Today, I am going to talk about opinions. Some children are very opinionated and know exactly what they do and don’t like and how they want people to behave! They can also be very vocal about this. For these children, we need to show them that there are different opinions and people are allowed to have different opinions from them. But what do you do when they child is very unsure; they cant choose between games or they can’t talk about what they like or don’t like?
I often start with food. If a child is going to have a opinion about something it will be food! You can introduce the idea of Yes, I like it vs No, I don’t like it. This can be supported with visuals such as a smiley face or tick for yes and a sad face or cross for no. Talk about different types of food; maybe try them if you have time. Sort them into foods the child likes and food they don’t like. You can then extend this and introduce a not sure category – maybe for food they haven’t tried yet or can’t remember if they liked it or not. Now even at this stage I talk about everybody liking different things and that’s OK! You can also support and model the language of I like….. or I don’t like…..
If you have a group of children, or some siblings/ family members, you can play a game to support this.

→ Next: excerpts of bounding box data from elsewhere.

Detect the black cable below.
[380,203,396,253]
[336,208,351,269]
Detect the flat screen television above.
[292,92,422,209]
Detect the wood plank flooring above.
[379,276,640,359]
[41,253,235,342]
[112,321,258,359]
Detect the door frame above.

Put your Yes, I like it sign on one side of the room and the No, I don’t like it sign on the other side. Then call out a type of food. All the people playing have to move to one of the signs. This is a great visual way to show that people like different things. You could keep a tally of likes/ dislikes for each item.
For older children, the next step on from this is the idea of an opinion vs a fact. Now this can be quite tricky! Many children will presume that if they agree with it, it must be a fact as it is true for them. So, for example, if we think about the statement “Chocolate ice-cream is yummy”, if the child likes chocolate ice cream they would conclude that the statement must be a fact as they agree with it.
We need to reinforce the different between an fact and opinion. You could talk about how a fact HAS to be true for everybody and that you can check or prove it. You could discuss how you are going to check it; could you look in a book, ask someone else or google it! Yes I have spent sessions googling random facts. In contrast, an opinion is somebodies point of view and won’t be the same for everyone. You could encourage the child to think of a different opinion. I find it useful to encourage the child to think “would this be true for everybody” as this is often the part that can help identify the statement as either a fact or an opinion.
To make this more fun, you could generate some statements and then group them into fact or opinions. If you don’t want to think of the statements yourself there is a great freebie on Teachers pay Teachers from Speechy Musings you can download here. You could extend this and get the child to generate the statements to use. You could use a topic that really motivates the child, so frozen, dinosaurs or minecraft!!
Just remember to keep it fun and keep practising.